Colin Angle’s presentation at TEDMED this past year has me wondering about the future of home healthcare. According to the CEO of iRobot, makers of the Roomba vacuuum, robots are the solution to extending the time in which the elderly can live independently in their own homes. Robots could allow caregivers to monitor patients from afar, they could remind people to take their medications on time, lift simple objects, or even transport heavy items. I totally agree with Angle’s assessment, but I’m not sure he does a good job of pitching iRobot as the company to make these solutions happen. Check out Angle’s TEDMED presentation in the video below and judge for yourself. Does it seem like iRobot is close to putting medical bots in our homes?
iRobot created a whole new unit of their company to deal with medical applications. When I first heard about Angle’s aspirations for home care robots I was picturing something more advanced. Certainly the compliant manipulator Angle demos around 14:22 in the video is cool but we’ve already seen the ‘jammable material’ in action before with their BlobBot prototype. Most of the rest of Angle’s talk seems just that – talk. We hear a lot about the necessity of robots in the home, and he shows how iRobot platforms like the SugV (at 10:50) and Warrior (16:35) could be remodeled for caregiver applications, but he doesn’t show a finished product, or even a truly innovative prototype. Compare this with the healthcare robots we’ve seen from Panasonic. Sure, those are still in the early phases of development, but they already seem more polished and applicable than what Angle demonstrates.

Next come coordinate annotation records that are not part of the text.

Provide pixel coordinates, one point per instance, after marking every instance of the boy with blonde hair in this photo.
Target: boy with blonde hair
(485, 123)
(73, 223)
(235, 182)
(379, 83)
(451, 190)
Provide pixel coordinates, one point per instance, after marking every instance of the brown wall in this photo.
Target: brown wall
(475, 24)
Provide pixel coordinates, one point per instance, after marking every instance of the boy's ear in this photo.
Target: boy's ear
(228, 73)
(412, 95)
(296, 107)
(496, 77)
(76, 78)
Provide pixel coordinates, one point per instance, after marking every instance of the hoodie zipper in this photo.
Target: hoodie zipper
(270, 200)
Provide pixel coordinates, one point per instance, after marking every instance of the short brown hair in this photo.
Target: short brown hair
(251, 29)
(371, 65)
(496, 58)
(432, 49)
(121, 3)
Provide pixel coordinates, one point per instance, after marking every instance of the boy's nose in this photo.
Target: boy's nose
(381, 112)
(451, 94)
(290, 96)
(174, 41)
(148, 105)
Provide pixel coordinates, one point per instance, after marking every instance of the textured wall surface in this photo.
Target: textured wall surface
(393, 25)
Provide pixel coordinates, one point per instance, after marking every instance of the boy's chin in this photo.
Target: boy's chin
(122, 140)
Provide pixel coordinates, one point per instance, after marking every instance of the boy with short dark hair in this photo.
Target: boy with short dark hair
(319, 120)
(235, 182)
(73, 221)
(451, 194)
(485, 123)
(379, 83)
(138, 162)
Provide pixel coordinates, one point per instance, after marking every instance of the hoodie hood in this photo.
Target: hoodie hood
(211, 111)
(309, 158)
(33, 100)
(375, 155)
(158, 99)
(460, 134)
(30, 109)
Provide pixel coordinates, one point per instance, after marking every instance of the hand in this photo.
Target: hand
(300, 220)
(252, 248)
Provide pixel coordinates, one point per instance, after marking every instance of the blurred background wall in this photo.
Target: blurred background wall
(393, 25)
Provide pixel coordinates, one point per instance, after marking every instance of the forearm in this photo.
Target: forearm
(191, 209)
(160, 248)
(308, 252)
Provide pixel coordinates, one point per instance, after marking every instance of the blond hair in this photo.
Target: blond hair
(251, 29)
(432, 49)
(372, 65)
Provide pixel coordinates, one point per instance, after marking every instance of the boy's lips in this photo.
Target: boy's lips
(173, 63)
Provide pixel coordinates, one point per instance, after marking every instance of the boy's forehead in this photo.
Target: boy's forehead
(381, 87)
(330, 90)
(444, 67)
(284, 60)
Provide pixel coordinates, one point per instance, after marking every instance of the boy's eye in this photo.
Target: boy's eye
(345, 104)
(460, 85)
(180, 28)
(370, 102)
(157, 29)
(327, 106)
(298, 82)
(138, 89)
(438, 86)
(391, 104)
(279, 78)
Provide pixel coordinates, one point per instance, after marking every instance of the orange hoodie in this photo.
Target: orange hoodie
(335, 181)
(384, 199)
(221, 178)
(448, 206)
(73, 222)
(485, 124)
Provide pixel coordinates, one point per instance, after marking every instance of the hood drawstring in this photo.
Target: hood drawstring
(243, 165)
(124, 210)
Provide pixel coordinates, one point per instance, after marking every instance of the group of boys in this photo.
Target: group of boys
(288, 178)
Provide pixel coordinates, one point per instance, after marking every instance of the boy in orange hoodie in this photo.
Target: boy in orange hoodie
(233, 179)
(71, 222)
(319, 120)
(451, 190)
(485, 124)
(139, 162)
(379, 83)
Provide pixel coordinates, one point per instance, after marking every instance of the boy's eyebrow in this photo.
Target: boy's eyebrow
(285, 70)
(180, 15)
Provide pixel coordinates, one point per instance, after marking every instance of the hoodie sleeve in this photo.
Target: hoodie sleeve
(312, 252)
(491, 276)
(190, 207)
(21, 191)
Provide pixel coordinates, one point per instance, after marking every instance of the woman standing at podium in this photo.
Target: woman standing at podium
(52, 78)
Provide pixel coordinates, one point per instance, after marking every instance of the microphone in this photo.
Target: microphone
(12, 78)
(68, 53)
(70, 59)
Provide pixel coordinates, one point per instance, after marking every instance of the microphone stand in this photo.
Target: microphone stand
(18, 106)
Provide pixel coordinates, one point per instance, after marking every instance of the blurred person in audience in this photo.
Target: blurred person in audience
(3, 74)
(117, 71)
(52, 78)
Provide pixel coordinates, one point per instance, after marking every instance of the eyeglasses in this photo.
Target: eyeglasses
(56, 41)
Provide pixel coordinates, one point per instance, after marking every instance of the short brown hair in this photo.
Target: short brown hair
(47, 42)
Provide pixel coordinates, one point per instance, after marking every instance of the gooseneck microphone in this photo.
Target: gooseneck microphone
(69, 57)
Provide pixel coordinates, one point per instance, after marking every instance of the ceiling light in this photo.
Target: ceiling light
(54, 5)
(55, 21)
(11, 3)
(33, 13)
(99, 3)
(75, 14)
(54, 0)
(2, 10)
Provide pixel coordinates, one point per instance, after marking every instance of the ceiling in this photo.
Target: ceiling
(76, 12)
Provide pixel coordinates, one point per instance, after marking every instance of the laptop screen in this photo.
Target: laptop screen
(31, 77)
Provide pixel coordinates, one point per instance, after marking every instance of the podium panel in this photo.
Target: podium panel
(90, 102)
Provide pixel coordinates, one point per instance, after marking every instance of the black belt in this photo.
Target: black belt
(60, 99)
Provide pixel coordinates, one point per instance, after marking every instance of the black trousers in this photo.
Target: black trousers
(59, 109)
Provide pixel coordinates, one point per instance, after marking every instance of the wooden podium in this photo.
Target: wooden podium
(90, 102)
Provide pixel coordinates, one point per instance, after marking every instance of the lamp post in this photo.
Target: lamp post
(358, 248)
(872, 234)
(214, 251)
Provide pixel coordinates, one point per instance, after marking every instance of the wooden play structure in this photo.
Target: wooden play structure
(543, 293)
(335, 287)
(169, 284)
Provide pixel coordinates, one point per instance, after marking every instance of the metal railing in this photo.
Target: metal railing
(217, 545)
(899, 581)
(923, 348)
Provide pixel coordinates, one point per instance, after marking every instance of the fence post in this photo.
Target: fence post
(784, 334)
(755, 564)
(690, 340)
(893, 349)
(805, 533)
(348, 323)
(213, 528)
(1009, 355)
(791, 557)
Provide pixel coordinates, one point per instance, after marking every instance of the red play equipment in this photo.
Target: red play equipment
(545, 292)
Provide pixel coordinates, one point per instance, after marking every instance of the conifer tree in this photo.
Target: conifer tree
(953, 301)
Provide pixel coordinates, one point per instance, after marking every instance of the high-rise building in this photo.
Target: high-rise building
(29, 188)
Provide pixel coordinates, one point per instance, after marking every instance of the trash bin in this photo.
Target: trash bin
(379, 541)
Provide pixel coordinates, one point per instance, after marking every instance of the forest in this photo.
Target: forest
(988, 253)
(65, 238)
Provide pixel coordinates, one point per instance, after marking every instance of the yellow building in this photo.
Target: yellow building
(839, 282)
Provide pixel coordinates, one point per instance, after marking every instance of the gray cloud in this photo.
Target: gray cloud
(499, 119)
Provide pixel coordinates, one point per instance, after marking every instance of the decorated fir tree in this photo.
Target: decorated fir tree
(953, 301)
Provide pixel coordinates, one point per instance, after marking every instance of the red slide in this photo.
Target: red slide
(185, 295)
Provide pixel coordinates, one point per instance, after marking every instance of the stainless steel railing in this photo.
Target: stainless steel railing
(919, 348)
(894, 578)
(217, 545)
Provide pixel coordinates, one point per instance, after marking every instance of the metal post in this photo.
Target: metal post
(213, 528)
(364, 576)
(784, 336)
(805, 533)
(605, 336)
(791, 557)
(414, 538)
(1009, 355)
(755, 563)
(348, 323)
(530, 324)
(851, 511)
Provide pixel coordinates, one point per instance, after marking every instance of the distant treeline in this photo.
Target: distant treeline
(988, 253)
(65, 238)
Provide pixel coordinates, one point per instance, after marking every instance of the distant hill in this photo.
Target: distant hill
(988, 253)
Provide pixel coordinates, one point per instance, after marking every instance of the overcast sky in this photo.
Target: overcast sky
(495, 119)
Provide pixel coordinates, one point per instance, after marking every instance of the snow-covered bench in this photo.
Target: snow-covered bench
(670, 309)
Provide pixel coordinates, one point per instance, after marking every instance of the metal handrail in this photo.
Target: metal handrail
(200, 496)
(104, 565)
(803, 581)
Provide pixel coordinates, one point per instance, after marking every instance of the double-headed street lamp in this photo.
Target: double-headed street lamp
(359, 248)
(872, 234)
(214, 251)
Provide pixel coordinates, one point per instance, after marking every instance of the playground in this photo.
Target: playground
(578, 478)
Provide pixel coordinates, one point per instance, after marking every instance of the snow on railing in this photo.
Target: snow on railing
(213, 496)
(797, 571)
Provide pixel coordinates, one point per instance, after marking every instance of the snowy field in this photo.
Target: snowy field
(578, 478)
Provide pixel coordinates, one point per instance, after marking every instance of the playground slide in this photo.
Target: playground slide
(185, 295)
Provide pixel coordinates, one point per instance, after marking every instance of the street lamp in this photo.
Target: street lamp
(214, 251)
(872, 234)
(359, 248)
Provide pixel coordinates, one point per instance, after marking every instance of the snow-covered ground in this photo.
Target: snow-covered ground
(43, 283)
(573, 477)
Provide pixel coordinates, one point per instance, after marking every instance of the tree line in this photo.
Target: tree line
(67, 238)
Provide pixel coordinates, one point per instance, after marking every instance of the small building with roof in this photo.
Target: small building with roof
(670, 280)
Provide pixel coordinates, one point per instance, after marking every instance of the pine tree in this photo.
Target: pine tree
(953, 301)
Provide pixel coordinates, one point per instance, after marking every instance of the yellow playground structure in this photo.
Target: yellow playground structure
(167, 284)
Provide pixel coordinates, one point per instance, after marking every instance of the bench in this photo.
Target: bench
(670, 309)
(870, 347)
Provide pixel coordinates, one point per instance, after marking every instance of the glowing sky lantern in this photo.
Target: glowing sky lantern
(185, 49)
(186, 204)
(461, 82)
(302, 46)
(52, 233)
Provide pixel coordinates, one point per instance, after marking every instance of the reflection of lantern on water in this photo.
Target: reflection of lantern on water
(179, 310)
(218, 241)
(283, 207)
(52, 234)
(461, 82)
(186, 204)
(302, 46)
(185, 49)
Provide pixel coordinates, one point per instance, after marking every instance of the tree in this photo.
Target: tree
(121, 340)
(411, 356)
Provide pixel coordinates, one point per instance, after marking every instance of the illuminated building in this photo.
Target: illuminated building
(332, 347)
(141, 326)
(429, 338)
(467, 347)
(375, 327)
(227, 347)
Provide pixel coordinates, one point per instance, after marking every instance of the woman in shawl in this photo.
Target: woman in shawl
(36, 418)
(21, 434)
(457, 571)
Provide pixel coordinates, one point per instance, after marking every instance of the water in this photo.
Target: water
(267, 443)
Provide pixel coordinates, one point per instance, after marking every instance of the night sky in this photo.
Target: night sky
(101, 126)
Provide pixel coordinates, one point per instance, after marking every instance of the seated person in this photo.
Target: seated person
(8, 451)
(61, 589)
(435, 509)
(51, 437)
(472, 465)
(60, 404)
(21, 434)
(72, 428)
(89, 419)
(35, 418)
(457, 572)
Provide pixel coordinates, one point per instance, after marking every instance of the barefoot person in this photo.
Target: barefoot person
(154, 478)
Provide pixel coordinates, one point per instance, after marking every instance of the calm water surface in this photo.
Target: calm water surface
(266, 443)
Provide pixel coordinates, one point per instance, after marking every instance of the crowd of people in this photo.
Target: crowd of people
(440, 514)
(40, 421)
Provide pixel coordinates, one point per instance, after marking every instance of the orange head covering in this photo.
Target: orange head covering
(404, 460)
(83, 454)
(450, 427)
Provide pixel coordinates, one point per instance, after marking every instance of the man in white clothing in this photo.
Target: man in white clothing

I have a lot respect for iRobot. They created and conquered the robot vacuum market. They’ve used that success to fuel some great research and create a host of other robots that most consumers probably don’t know about. Angle and his team have taken huge steps towards making robots a beneficial part of our daily lives.
However, they’ve fallen behind in the vacuum market (see our review on next generation of vacuum-bot, the XV-11 from Neato). And now when I watch Angle’s presentation on medical bots I feel very disappointed. This is what you bring to TEDMED? A few seconds of robot demos that we could have already seen years ago, and a brief look at an interesting new gripper? That’s totally lame. Admittedly Angle’s approach to the topic is emotional and moving, and this presentation is a year old, but I still expect better. I think the crowd at TEDMED did too.
Elder care is going to be huge in upcoming decades. It seems undeniable that we will spend larger portions of our economic and social might tackling that problem. Robots are a way of mediating the effect of the boom in the number of elderly, and could provide meaningful improvements in quality of life to our aging loved ones. But it’s going to take a lot of innovation to make robotics ready for that task. iRobot is a good robotics company, but I think they’re progress is trailing their vision. We need better robots, and soon.